Thread: Identifying the nature of blocking I/O

Identifying the nature of blocking I/O

From
Peter Schuller
Date:
[for the purpose of this post, 'blocking' refers to an I/O operation
taking a long time for reasons other than the amount of work the I/O
operation itself actually implies; not to use of blocking I/O calls or
anything like that]

Hello,

I have a situation in which deterministic latency is a lot more
important than throughput.

I realize this is a hugely complex topic and that there is inteaction
between many different things (pg buffer cache, os buffer cache, raid
controller caching, wal buffers, storage layout, etc). I already know
several things I definitely want to do to improve things.

But in general, it would be very interesting to see, at any given
moment, what PostgreSQL backends are actually blocking on from the
perspective of PostgreSQL.

So for example, if I have 30 COMMIT:s that are active, to know whether
it is simply waiting on the WAL fsync or actually waiting on a data
fsync because a checkpoint is being created. or similarly, for
non-commits whether they are blocking because WAL buffers is full and
writing them out is blocking, etc.

This would make it easier to observe and draw conclusions when
tweaking different things in pg/the os/the raid controller.

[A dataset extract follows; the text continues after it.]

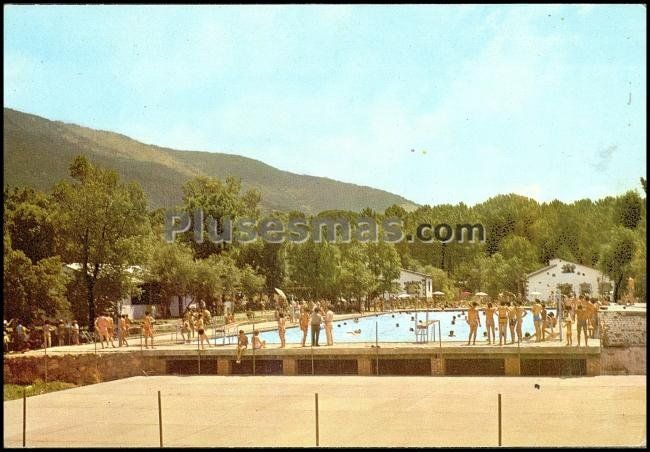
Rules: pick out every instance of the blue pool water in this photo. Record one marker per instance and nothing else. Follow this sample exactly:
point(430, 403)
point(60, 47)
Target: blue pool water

Is there currently a way of dumping such information? I.e., asking PG
"what are backends waiting on right now?".

--
/ Peter Schuller

PGP userID: 0xE9758B7D or 'Peter Schuller <peter.schuller@infidyne.com>'
Key retrieval: Send an E-Mail to getpgpkey@scode.org
E-Mail: peter.schuller@infidyne.com Web: http://www.scode.org


Attachment

Re: Identifying the nature of blocking I/O

From
Craig Ringer
Date:
Peter Schuller wrote:

> But in general, it would be very interesting to see, at any given
> moment, what PostgreSQL backends are actually blocking on from the
> perspective of PostgreSQL.

The recent work on DTrace support for PostgreSQL will probably give you
the easiest path to useful results. You'll probably need an OpenSolaris
or (I think) FreeBSD host, though, rather than a Linux host.

--
Craig Ringer

Re: Identifying the nature of blocking I/O

From
"Scott Carey"
Date:
More info/notes on DTrace --

DTrace is available now on MacOSX, Solaris 10, OpenSolaris, and FreeBSD.
Linux however is still in the dark ages when it comes to system monitoring, especially with I/O.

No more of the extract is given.